Luciano Rocha | Jornal de Angola | opinião
Honra, comprometimento, vergonha, dever são, entre tantos
outros, vocábulos que têm vindo a perder sentido nas sociedades consumistas
caracterizadas e avaliadas pelas aparências, nas quais o lema norteador é o
enriquecimento a qualquer custo.
Em Angola, longe vai o tempo em que palavra dada era mais
importante do que documento assinado hoje. Com ela não se voltava atrás. Ai de
quem o fizesse sem justificação plausível, de preferência atempada.
Passava a ser pessoa desonrada, indigna de aperto de mão. Tempos houve que
alguns casos culminavam com duelos. Desses não me lembro, ainda cá não andava
neste mundo. Conheço-os de estórias, mas recordo-me do livro de vales nas
mercearias de bairro, com pagamento no fim do mês e igualmente de outro, cujo nome
não me lembro, sem papel químico, como o primeiro, onde o dono da loja também
apontava a dívida. Era estreito e comprido, quase sempre com o fiado a ser
saldado ao sábado. Nestes procedimentos simples havia honra.
Como havia honra de quem aceitava um emprego, um cargo. Jamais passava pela
cabeça de alguém desonrar o compromisso, o salário ganho com trabalho honrado.
Muito menos justificar eventual fraco rendimento laboral, como o que recebia ao
fim do mês por muito pouco que fosse.
Por isso, muitos de nós, crianças e adolescentes da minha geração, vestiram
camisas passajadas, calções remendados, quedes quase sem solas, sandálias “mil
vezes” consertadas nos sapateiros de bairro. Os nossos pais, na maioria, não
tinham carro, que era luxo ao alcance de poucos. Andavam a pé ou, quando muito,
de maximbombo, com passe mensal.
Já escrevi mais do que uma vez, mas volto a fazê-lo, não tenho saudades desses
tempos de dificuldades tantas, mas enoja-me ver diluir-se, cada vez mais, o
sentido de honra, do compromisso, da vergonha. Gente capaz de tudo, até de
vender corpo e alma, para levar uma vida a que não tem direito.
Todos conhecemos casos - são tantos que é difícil não dar por eles - de pessoas
que, na corrida desenfreada atrás do “deus dinheiro”, ocupa cargos
para as quais não estão minimamente preparadas. Muitas deles conseguidos pelo
túnel escorregadio e envenenado do nepotismo de várias vestimentas, mas outros,
é bom sublinhar, por lhes ter sido reconhecidas potencialidades, que nem sempre
conseguiram fazer crescer.

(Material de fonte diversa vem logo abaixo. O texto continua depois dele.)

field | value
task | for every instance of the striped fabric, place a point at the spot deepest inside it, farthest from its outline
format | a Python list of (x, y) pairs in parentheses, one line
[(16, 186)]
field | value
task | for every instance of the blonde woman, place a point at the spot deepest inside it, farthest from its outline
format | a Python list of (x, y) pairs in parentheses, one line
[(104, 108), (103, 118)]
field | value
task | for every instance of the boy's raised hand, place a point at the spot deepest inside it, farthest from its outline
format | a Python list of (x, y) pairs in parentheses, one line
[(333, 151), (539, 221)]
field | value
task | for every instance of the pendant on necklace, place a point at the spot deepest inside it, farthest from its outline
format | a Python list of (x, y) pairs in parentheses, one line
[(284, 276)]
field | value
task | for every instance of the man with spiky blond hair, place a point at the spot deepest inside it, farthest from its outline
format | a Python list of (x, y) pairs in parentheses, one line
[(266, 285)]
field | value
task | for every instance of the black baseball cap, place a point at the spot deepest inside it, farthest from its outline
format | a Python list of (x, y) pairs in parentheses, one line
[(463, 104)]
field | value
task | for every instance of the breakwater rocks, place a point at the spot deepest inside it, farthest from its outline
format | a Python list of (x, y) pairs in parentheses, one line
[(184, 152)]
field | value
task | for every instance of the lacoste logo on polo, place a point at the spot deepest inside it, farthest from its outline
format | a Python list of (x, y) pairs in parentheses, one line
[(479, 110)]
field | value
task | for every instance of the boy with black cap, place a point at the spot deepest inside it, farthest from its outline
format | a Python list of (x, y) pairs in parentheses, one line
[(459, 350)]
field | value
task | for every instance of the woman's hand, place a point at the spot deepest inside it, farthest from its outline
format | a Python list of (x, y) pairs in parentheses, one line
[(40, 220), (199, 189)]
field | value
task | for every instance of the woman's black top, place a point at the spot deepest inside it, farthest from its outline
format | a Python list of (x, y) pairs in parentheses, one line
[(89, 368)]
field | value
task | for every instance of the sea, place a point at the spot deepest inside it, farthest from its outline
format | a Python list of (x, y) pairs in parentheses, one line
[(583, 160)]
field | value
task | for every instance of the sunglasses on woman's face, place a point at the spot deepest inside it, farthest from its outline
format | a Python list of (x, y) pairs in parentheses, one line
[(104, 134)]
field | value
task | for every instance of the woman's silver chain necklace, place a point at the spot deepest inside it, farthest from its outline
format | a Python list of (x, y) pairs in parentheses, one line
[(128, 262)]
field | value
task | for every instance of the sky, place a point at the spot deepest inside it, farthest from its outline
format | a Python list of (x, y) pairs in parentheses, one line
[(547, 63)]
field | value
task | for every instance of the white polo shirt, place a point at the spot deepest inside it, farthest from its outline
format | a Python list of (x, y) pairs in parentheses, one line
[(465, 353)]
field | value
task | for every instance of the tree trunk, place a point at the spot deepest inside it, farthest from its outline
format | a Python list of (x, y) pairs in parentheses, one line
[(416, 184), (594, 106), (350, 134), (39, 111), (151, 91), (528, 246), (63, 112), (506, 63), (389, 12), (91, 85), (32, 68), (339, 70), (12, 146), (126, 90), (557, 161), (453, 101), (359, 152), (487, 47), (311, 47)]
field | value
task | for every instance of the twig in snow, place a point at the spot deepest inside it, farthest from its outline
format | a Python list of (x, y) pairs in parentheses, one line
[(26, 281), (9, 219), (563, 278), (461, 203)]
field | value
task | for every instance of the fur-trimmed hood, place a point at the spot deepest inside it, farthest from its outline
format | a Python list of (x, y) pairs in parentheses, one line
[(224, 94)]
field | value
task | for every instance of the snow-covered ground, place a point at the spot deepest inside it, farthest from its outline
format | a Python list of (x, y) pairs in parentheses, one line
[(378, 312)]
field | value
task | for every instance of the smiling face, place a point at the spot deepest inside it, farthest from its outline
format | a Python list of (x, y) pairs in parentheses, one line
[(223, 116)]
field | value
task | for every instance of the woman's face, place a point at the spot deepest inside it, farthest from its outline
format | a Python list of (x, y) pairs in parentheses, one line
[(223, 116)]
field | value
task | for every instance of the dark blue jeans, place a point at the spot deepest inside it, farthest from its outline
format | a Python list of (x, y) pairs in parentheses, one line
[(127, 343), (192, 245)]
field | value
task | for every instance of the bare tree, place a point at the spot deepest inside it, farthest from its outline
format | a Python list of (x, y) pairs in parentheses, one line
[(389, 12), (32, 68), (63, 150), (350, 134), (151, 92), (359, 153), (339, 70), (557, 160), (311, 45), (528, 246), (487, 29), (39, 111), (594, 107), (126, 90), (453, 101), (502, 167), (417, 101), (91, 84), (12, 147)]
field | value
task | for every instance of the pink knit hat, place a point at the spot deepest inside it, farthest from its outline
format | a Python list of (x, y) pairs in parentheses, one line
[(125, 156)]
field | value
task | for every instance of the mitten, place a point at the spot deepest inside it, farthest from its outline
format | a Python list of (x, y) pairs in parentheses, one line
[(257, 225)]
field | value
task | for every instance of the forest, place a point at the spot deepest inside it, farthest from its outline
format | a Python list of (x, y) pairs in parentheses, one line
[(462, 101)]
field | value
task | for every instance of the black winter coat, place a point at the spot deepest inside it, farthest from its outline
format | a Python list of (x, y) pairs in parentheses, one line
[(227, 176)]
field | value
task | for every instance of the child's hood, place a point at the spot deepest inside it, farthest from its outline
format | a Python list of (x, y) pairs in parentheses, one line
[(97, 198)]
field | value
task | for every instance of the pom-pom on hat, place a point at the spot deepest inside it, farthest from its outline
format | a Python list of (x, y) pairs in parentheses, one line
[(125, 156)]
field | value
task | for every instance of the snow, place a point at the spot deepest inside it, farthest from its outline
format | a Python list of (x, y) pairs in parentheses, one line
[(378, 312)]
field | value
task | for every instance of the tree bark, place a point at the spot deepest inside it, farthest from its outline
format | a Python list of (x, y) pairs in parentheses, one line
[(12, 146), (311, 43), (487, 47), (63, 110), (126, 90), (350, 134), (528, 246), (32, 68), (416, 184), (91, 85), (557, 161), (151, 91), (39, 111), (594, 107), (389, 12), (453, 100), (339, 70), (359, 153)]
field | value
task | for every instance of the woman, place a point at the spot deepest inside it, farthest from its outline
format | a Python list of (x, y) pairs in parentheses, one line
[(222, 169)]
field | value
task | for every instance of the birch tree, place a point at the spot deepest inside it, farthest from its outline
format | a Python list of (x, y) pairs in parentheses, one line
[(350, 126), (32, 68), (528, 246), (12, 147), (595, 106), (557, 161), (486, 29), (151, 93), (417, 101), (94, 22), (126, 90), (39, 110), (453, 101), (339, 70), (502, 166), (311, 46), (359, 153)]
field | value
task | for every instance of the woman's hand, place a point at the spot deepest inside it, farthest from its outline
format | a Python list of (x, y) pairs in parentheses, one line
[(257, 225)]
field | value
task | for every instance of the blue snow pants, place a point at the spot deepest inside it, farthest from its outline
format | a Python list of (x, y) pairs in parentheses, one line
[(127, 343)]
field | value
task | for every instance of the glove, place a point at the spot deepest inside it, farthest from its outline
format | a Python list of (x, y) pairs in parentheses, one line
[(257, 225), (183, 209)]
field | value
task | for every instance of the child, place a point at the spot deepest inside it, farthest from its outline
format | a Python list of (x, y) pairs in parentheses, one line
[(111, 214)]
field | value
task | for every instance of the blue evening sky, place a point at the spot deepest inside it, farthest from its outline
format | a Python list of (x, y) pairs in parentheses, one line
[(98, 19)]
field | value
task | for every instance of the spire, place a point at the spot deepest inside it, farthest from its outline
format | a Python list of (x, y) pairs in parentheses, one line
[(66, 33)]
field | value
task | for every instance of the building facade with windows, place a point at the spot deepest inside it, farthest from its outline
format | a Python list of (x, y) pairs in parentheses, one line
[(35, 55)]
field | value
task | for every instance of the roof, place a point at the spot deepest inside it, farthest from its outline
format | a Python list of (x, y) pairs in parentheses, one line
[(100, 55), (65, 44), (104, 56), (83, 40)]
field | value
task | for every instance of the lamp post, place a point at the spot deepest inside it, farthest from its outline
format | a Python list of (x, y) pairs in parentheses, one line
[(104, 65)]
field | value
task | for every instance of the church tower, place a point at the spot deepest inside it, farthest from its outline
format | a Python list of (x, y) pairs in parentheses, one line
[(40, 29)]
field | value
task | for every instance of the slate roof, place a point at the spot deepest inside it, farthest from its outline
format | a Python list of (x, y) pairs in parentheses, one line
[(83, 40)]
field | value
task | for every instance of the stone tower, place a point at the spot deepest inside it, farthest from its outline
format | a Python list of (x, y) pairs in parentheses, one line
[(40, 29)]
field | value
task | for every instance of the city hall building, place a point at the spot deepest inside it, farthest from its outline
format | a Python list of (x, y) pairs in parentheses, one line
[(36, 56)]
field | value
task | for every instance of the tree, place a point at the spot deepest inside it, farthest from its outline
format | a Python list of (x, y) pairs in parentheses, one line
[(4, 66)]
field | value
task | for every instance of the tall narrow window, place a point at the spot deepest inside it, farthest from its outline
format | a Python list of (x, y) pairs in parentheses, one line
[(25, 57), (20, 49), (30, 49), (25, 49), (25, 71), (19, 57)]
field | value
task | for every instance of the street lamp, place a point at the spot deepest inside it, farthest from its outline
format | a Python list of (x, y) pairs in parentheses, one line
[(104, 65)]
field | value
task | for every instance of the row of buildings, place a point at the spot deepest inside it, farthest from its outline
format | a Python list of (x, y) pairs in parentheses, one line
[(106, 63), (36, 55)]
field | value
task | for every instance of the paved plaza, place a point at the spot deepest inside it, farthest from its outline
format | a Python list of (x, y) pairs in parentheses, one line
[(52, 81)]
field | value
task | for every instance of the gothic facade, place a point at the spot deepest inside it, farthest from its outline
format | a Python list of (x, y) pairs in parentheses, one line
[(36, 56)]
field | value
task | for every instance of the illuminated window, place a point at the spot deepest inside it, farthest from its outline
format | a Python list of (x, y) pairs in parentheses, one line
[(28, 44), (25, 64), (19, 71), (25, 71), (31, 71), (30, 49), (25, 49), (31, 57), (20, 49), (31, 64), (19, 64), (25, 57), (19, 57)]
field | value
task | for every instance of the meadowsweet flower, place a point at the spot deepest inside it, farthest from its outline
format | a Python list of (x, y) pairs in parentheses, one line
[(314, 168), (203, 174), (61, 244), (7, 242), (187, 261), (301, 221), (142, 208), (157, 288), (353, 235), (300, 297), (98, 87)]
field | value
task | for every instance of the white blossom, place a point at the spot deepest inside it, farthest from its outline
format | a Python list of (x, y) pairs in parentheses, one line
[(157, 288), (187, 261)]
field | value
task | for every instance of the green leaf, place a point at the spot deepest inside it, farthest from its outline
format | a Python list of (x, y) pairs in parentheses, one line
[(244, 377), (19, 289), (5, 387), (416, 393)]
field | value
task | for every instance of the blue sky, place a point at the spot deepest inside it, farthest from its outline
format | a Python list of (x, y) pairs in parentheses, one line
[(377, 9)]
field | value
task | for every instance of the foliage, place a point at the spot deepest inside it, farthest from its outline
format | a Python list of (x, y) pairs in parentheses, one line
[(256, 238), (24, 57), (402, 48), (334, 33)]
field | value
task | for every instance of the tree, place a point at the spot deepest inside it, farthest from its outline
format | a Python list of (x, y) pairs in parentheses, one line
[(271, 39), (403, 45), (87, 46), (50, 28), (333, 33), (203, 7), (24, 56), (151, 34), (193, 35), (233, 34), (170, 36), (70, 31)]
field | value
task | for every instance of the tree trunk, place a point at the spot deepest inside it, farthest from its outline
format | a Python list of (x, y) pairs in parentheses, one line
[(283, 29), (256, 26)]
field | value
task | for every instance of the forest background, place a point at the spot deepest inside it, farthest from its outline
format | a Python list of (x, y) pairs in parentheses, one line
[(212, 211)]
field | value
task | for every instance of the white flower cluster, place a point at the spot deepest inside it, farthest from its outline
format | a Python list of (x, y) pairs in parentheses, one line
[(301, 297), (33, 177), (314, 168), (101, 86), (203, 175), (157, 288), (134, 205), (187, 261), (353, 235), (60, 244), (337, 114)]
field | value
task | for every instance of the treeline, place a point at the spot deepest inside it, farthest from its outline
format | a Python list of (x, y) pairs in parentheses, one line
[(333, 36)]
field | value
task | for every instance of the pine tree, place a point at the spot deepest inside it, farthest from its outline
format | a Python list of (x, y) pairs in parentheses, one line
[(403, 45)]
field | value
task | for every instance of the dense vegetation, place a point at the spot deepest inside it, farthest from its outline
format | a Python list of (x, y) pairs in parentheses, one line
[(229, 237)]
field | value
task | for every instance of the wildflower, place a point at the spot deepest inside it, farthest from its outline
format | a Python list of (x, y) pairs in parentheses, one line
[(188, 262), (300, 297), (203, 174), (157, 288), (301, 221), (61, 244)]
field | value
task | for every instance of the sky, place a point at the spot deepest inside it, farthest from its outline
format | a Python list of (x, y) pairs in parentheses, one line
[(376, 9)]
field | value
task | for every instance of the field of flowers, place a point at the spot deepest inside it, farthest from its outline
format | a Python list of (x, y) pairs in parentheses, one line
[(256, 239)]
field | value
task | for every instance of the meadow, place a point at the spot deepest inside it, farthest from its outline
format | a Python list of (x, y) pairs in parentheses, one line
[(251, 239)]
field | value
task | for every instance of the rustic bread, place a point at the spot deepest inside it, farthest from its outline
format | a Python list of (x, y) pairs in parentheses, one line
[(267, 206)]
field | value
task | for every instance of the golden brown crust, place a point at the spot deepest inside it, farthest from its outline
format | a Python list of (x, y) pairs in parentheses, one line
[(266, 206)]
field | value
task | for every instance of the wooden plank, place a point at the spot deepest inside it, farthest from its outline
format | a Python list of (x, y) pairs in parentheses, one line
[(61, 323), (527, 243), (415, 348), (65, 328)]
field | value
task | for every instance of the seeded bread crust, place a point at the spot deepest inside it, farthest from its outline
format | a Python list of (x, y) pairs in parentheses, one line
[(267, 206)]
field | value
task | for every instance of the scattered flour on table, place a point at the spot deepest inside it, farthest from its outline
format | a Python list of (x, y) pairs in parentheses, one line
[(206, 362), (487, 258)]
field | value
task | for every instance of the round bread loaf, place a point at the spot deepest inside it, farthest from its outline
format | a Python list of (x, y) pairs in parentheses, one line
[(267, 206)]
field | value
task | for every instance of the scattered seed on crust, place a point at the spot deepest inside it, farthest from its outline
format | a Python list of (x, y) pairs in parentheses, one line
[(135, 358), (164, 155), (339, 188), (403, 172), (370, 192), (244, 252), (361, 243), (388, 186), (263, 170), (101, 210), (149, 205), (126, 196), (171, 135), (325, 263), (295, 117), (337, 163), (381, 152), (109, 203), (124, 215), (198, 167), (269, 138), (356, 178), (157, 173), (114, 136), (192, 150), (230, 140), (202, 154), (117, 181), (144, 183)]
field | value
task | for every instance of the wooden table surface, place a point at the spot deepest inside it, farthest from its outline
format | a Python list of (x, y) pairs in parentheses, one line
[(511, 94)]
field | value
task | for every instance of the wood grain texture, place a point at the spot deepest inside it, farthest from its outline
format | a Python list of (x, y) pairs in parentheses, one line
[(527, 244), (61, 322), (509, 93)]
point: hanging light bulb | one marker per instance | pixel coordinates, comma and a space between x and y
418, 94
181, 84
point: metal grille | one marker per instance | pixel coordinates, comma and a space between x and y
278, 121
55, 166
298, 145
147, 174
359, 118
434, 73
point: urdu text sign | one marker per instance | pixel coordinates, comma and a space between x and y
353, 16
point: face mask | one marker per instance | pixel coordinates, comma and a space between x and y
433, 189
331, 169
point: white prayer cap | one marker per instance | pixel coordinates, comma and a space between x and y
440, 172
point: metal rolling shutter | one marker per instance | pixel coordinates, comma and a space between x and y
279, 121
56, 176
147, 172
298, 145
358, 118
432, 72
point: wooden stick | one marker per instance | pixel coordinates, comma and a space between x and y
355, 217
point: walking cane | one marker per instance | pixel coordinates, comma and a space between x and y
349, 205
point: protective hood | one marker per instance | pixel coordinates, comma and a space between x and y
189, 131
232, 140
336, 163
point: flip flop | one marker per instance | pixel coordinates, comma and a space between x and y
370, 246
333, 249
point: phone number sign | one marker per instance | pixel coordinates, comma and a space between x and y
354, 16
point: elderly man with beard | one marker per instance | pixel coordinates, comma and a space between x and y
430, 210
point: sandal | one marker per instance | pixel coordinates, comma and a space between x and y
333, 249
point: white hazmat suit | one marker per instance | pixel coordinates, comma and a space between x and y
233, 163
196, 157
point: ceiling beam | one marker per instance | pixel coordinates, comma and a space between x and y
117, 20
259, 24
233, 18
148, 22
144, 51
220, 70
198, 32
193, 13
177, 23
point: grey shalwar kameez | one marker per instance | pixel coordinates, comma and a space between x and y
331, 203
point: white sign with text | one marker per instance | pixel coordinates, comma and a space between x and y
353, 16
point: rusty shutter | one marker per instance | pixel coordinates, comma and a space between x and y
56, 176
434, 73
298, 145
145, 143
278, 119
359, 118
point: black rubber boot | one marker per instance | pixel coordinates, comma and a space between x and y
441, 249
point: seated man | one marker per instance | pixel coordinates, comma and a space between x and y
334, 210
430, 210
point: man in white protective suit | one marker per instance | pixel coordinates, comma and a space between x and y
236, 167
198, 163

Mesmos estes, raramente tiveram a dignidade de
apresentar a demissão. E foram-se arrastando nos lugares, incapazes de abdicar
de hábitos e vícios que foram adquirindo. Pelo dinheiro, pela vaidade,
deixaram-se vestir pela desonra.
Se este sentimento de honradez tivesse sido cultivado mais entre nós, em vez de
ser quase consagrado ao desprezo, à risada dos seguidores de vida luxuosa a
qualquer preço, que crescem como salalé em casa de adobe, talvez o nosso
Governo dispusesse agora de mais espaço de manobra para “melhorar o que está
bem, corrigir o que está mal”, a Procuradoria Geral da República não tivesse
tanto trabalho em mãos, o presente - sobretudo o futuro imediato - da maioria
dos angolanos fosse menos penoso, e a vigarice, ainda à solta, já não
existisse. Pelo menos, em tão grande número.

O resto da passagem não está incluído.